Dayton Historical Society
There is an axiom about history being written by the victors, but in Dayton it seems historic preservation efforts were spawned by misfits. Make that “The Misfits” of movie fame, if you will.
Whatever stirred the originators of The Historical Society of Dayton ” and the secretary of the society says it was “The Misfits” buildings used during the 1960s filming ” this 16-year-old organization is now in the public eye itself.
Mabel Masterman, society secretary, nominated her group for 2008 Organization of the Year based on preservation efforts and related events.

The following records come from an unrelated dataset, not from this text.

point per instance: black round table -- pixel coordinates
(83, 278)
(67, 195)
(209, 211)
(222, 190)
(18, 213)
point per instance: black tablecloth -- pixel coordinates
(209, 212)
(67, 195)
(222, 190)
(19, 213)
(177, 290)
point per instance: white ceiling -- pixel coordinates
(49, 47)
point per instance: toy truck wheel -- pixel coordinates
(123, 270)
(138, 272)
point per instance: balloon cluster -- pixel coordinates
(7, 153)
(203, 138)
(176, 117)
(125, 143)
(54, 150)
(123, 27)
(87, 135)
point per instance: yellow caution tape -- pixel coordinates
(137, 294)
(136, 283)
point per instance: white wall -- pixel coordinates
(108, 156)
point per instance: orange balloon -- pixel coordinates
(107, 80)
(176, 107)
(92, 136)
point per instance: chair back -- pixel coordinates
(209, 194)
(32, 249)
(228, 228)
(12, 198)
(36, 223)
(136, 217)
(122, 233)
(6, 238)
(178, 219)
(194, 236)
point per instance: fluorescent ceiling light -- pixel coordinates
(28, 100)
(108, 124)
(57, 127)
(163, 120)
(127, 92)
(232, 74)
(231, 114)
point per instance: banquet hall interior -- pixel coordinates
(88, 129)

Still, she recalls preservation of the dated movie set buildings used by Arthur Miller and his stars, Clark Gable and Marilyn Monroe, got the ball rolling when the society began.
“Since then,” she says, “the organization also oversees the 1875 firehouse/jail.”
She said the group, with about 40 active members and more than 100 on the mailing list, also has taken in hand the 1881 Carson and Colorado Railroad Depot.
That building, which became a residence in the 1930s, “can be restored to the original footprint” and used as a visitors/interpretive center.
In 1999, Masterman said, the society put on a Nevada Gold Discovery Sesquicentennial event. And a couple of years later, the Dayton Valley historical group put on a Founders’ Day Celebration.
Members help host educational/entertainment events keyed to historical themes, among them a special Halloween presentation in which participants portray early area residents of note. Also featured are periodic historical lectures at various venues.
Masterman, who is retired from Nevada Bell Telephone, said the society will unveil its first walking tour brochure at the Dayton Museum, 135 Shady Lane, in Dayton’s old town on July 2.
“We’re a small but extremely dedicated group,” she said.